Cook, Margaret | from Multimedia Library Collection:

Cook, Margaret. “Vacating the Floodplain: Urban Property, Engineering, and Floods in Brisbane (1974-2011).” Conservation & Society 15, no. 3 (2017): 344-54. doi:10.4103/cs.cs_16_95. 

This article exposes the dominant socio-economic and political values that shaped flood management between 1974 and 2011 in Brisbane, Queensland, Australia. By the 1970s, international hazard scholarship advocated regulating land use as an effective flood mitigation tool. In 1974, floods devastated Southeast Queensland and highlighted the hazards of building on floodplains. Drawing on scholarship that frames floods as a cultural, rather than natural event, this paper shows that the state government of Queensland prioritised property development and continued to rely on dam building as a way of controlling floods.

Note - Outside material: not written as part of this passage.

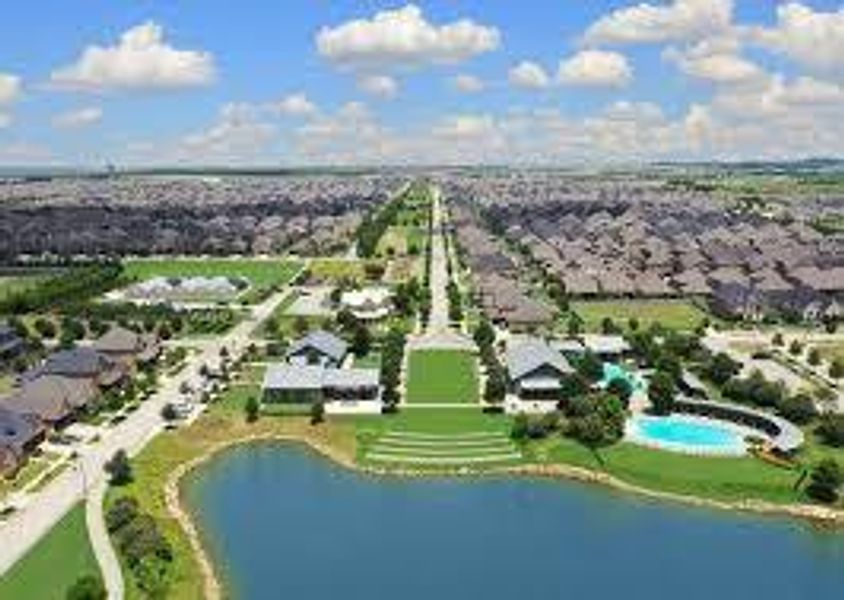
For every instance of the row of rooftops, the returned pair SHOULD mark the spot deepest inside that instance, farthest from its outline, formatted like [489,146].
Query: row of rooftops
[66,382]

Dams were built with the aim of providing immunity from flooding, but tensions between State and local governments allowed both to evade responsibility for the growing hazard arising from continuing development in the floodplain. When legislation and regulations were introduced to control floodplain development, they reflected popular sentiment against land use restrictions and hence were limited in scope, non-mandatory, and riddled with loopholes. The results of these inadequate land use regulations and continued residential development below the 100-year flood level were fully exposed in 2011 when a substantial increase in damages accompanied flooding of the Brisbane River. Despite evidence and predictions of increased risk of more frequent and larger floods from a warming climate, both state and local governments have continued to promote development in the Brisbane River floodplain, and appear willing to subject the city and its residents to increased hazards and vulnerability. (Text from author’s abstract)

© Margaret Cook 2017. Conservation & Society is available online only and is published under a Creative Commons license (CC BY 2.5).